Maya and Devon both had a $15,000 month, but only Maya kept $8,700 of it in her pocket.

Why a business can have high revenue and still lose money

Plenty of businesses bring in a lot of money and still end the month in the red. Here are the most common reasons:

  • Thin margins: You're charging just a little more than it costs to deliver the work. Even a small discount wipes out your profit.
  • High cost of goods sold (COGS): The direct costs of delivering your work are eating most of the revenue. This is common in trades and product businesses where materials and labor add up fast.
  • Underpricing: You're charging less than you should be.
  • Fast growth that outpaces cost control: Revenue jumps so you hire, upgrade software, take on a bigger space—and the new costs grow faster than the new income.
  • Unmanaged operating expenses: Small subscriptions, service fees, and overhead can creep up quietly. None of them feel big on their own, but together they add up.

Slow-paying clients: This isn't technically a profit problem; it's a cash flow problem. But if you're profitable on paper and broke in your bank account, getting paid faster is the lever to pull.

Which matters more: revenue or profit?

Both.
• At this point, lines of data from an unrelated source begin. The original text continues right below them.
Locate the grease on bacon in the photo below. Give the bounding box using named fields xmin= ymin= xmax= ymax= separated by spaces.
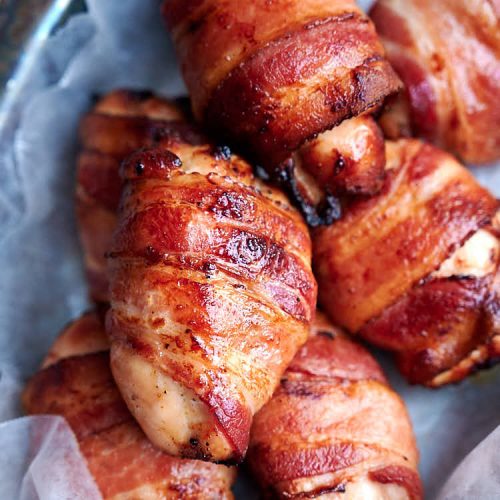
xmin=97 ymin=95 xmax=317 ymax=462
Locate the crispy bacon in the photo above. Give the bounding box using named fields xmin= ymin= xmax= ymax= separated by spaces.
xmin=314 ymin=138 xmax=500 ymax=386
xmin=23 ymin=313 xmax=235 ymax=499
xmin=248 ymin=313 xmax=422 ymax=499
xmin=371 ymin=0 xmax=500 ymax=164
xmin=97 ymin=103 xmax=316 ymax=461
xmin=162 ymin=0 xmax=401 ymax=168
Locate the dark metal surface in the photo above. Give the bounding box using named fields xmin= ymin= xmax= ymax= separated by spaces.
xmin=0 ymin=0 xmax=86 ymax=97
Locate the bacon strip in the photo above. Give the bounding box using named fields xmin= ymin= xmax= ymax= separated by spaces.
xmin=76 ymin=90 xmax=194 ymax=302
xmin=23 ymin=313 xmax=235 ymax=499
xmin=248 ymin=313 xmax=422 ymax=499
xmin=78 ymin=91 xmax=316 ymax=461
xmin=314 ymin=137 xmax=499 ymax=386
xmin=372 ymin=0 xmax=500 ymax=164
xmin=163 ymin=0 xmax=401 ymax=168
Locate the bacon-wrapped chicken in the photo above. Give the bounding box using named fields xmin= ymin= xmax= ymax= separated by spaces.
xmin=162 ymin=0 xmax=401 ymax=168
xmin=78 ymin=90 xmax=316 ymax=461
xmin=371 ymin=0 xmax=500 ymax=164
xmin=248 ymin=313 xmax=422 ymax=499
xmin=23 ymin=312 xmax=236 ymax=499
xmin=77 ymin=90 xmax=198 ymax=302
xmin=104 ymin=121 xmax=316 ymax=461
xmin=314 ymin=137 xmax=499 ymax=386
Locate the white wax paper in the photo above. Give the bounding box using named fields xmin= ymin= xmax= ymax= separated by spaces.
xmin=437 ymin=426 xmax=500 ymax=500
xmin=0 ymin=416 xmax=100 ymax=500
xmin=0 ymin=1 xmax=498 ymax=499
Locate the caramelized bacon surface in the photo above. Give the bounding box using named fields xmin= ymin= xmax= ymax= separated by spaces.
xmin=362 ymin=218 xmax=500 ymax=387
xmin=163 ymin=0 xmax=401 ymax=167
xmin=371 ymin=0 xmax=500 ymax=164
xmin=248 ymin=313 xmax=422 ymax=499
xmin=102 ymin=105 xmax=316 ymax=461
xmin=314 ymin=138 xmax=499 ymax=385
xmin=77 ymin=90 xmax=316 ymax=461
xmin=23 ymin=313 xmax=235 ymax=499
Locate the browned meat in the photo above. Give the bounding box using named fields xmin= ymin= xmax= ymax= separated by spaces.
xmin=248 ymin=313 xmax=422 ymax=499
xmin=162 ymin=0 xmax=401 ymax=168
xmin=314 ymin=137 xmax=499 ymax=386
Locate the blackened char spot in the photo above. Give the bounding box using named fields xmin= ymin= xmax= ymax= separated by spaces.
xmin=186 ymin=17 xmax=205 ymax=34
xmin=135 ymin=162 xmax=145 ymax=175
xmin=273 ymin=158 xmax=341 ymax=227
xmin=333 ymin=155 xmax=346 ymax=176
xmin=186 ymin=438 xmax=212 ymax=461
xmin=144 ymin=245 xmax=162 ymax=264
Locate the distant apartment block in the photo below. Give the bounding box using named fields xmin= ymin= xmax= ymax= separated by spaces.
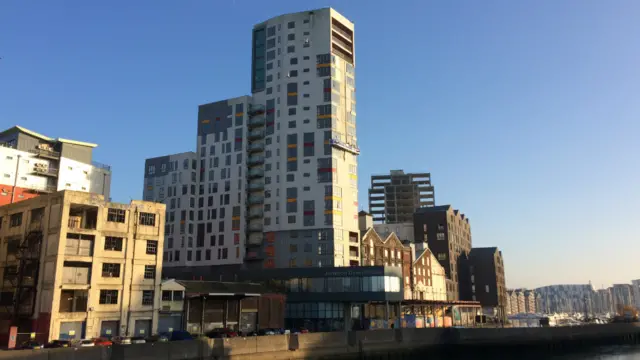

But which matters most depends on where your business is right now.

If you're new, revenue is the number to watch. You're proving people will pay for what you're selling, and traction comes first. Profit will be thin to start, and that's normal.

If you've been at it a year or more, profit is the number to watch. The question shifts from "can I sell this?" to "is this work actually worth doing at these prices?" Margin tells you that. A business that grows revenue without growing margin is doing more work for the same money.

Either way, you want to track both. Revenue tells you the business is alive. Profit tells you about its financial health.

Get free report

How to track revenue and profit without a spreadsheet

Both numbers live on your income statement, also called a profit and loss (P&L) report. It's one of the core financial reports every small business should review monthly.

A 15-minute monthly review is enough for most small businesses. Pull up your P&L, scan revenue and net profit, and ask: Is revenue trending up? And is profit keeping pace? You can do all this on a spreadsheet, but most owners don't have the time or the accounting background to keep one accurate month after month—and a single miscategorized expense throws off the number you're relying on.

That's the gap FreshBooks is built for: it's designed around how business owners think about money, not how accountants do. It pulls revenue from your invoices and expenses from your bank feed automatically, then surfaces both numbers on the Profit and Loss report—so you always know where you stand without doing the math yourself.

Want to start now? Grab our free Profit and Loss Statement template and run your first review this month.

Frequently asked questions (FAQ)

Is profit the same as revenue?

No, profit is not the same as revenue. Revenue is the total money your business brings in from sales. Profit is what's left after you subtract expenses.

Can a company have high revenue but low profit?

Yes, a company can have high revenue but low profit. It usually means expenses are close to the revenue total, leaving little left over.

Can profit be higher than revenue?

No, profit cannot exceed revenue. Profit is what's left after subtracting expenses from revenue, so it can only equal or fall below the revenue number. It can be negative when expenses are higher.

What's the formula for revenue and profit?

The formula for revenue is price × quantity sold, and the formula for profit is revenue − expenses. Profit breaks down further into gross profit (revenue minus COGS), operating profit, and net profit.

Is net income the same as net profit?

Yes, net income and net profit are the same thing. Both refer to what's left after every expense—including taxes and interest—has been subtracted from revenue.

What's the difference between revenue and sales?

Sales are one source of revenue, but revenue can also include income from interest, rent, or other non-sales sources. For most small businesses, the two numbers are almost identical.